As part of our Road to the Recipe series, we join Chef Chris Hastings at the Hot and Hot Fish Club in Birmingham, Alabama, as he makes another blue crab specialty: Blue Crab Dashi with bok choy, ginger, pig skin noodles, and bird pepper. Chris prepares the dashi and brings everything together in the Hot Wok™.
- 1/4 cup peanut oil
- 6 live blue crabs
- 1/4 cup julienne ginger
- 1 bird pepper, split
- 12 baby bok choy, split and washed
- 2 cups julienne Diakon radish
- 2 cups julienne napa cabbage
- 2 cups long beans, cut into 1 inch lengths
- 2 cups picked blue crab meat
- 8 basil leaves
- 8 cups Crab Dashi (see recipe)
Ingredients for Crab Dashi
- 6 blue crabs
- 6 cups cold water
- 2 bottles Kirin beer
- 2 cups chicken stock
- 1/4 cup crab tamale
- 4 thyme sprigs
- 1 bay leaf
- 1 tablespoon salt
- 1/2 cup kombu
- 1/2 cup katsuobushi
- Prepare 3 cups cooked pig skin noodles (or other noodle of choice)
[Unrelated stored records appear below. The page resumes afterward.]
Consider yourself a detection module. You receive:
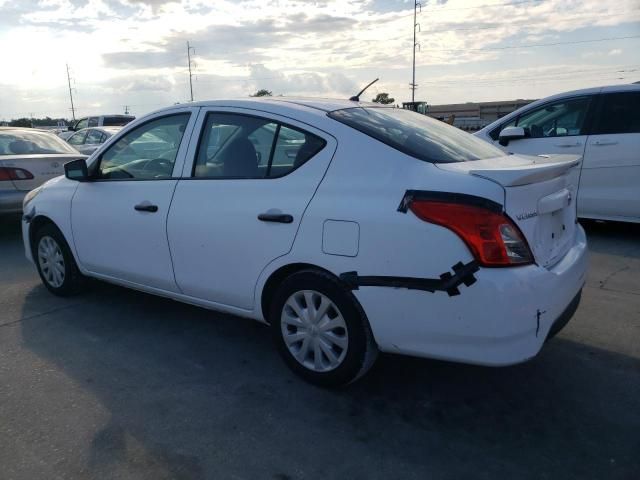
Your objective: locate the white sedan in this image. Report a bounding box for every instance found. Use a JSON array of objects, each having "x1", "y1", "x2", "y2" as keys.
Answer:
[
  {"x1": 475, "y1": 84, "x2": 640, "y2": 223},
  {"x1": 0, "y1": 127, "x2": 86, "y2": 214},
  {"x1": 67, "y1": 127, "x2": 122, "y2": 155},
  {"x1": 22, "y1": 98, "x2": 587, "y2": 385}
]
- Bring to a boil the water, beer, thyme, bay, salt. Add crab. Cover and cook for 12 minutes. Remove crab. Hold at room temperature. Strain broth into sauce pan, add chicken stock and tamale, bring to a boil, add kombu and katsuobushi. Turn off and let sit for 5 minutes, strain and reserve.
- Cleaning of crabs: Once cool remove carapace. Remove and save crab tamale. Split crab in half. Trim excess shell for easy access. Reserve.
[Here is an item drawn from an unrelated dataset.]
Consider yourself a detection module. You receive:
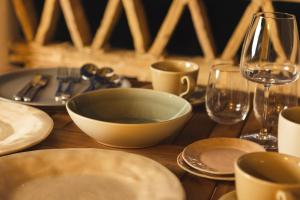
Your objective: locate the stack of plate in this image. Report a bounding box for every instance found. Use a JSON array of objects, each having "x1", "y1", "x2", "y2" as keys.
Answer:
[{"x1": 177, "y1": 138, "x2": 265, "y2": 181}]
- In wok over high heat add peanut oil, bird pepper and ginger. Cook for 15 seconds. Add baby bok choy, Diakon radish, napa cabbage, and long beans. Cook for 2 minutes. Add Crab Dashi and split crab. Bring to a simmer and turn off.
- Place even amounts of picked crab meat and noodles into large hot bowls. Place even amounts of vegetables into hot bowls. Place two pieces of whole crab with shell on in each bowl and pour even amounts of crab dashi into bowls. Top with torn basil leaves. Serve immediately.